To begin with, I simply add the content within a paragraphs:
# add paragraph for html content
document.add_paragraph("<p>Nice to see Prep note 2</p><ul><li>Prep note 2 content 1</li><li>Prep note 2 content 2</li></ul>")
However, there was a strange display as following:
I need to find a way to convert HTML content to plain text while preserving basic formatting such as italics, bolding, and bullet points. Here's an example:
Nice to see Prep note 2
● Prep note 2 content 1
● Prep note 2 content 2
After research around, I discovered a Python built-in library called html.parser
- Simple HTML and XHTML parser.
Followed an examle to create a class called DocumentHTMLParser
to handle it, as shown below:
class DocumentHTMLParser(HTMLParser):
"""
Document Within HTML Parser
"""
def __init__(self, document):
"""
Override __init__ method
"""
HTMLParser.__init__(self)
self.document = document
self.paragraph = None
self.run = None
def add_paragraph_and_feed(self, html):
"""
Custom method where add paragraph and feed
"""
self.paragraph = self.document.add_paragraph()
self.feed(html)
def handle_starttag(self, tag, attrs):
"""
Override handle_starttag method
"""
self.run = self.paragraph.add_run()
if tag in ["ul"]:
self.run.add_break()
if tag in ["li"]:
self.run.add_text(u' \u2022 ')
def handle_endtag(self, tag):
"""
Override handle_endtag method
"""
if tag in ["li"]:
self.run.add_break()
def handle_data(self, data):
"""Override handle_data method"""
self.run.add_text(data)
The code above involves overriding a function in the HTMLParser class and using the paragraph's run to customize its style based on the starting tag.

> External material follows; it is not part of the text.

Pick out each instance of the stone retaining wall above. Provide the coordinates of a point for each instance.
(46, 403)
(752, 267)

If a tag needs to break on the end, we add a break for it.
I then utilized this custom class in my view to handle the HTML content:
def build_document(self):
"""Build content document"""
document = Document()
doc_html_parser = DocumentHTMLParser(document)
# add a header
document.add_heading("This is a header")
# add a paragraph
document.add_paragraph("This is a normal style paragraph")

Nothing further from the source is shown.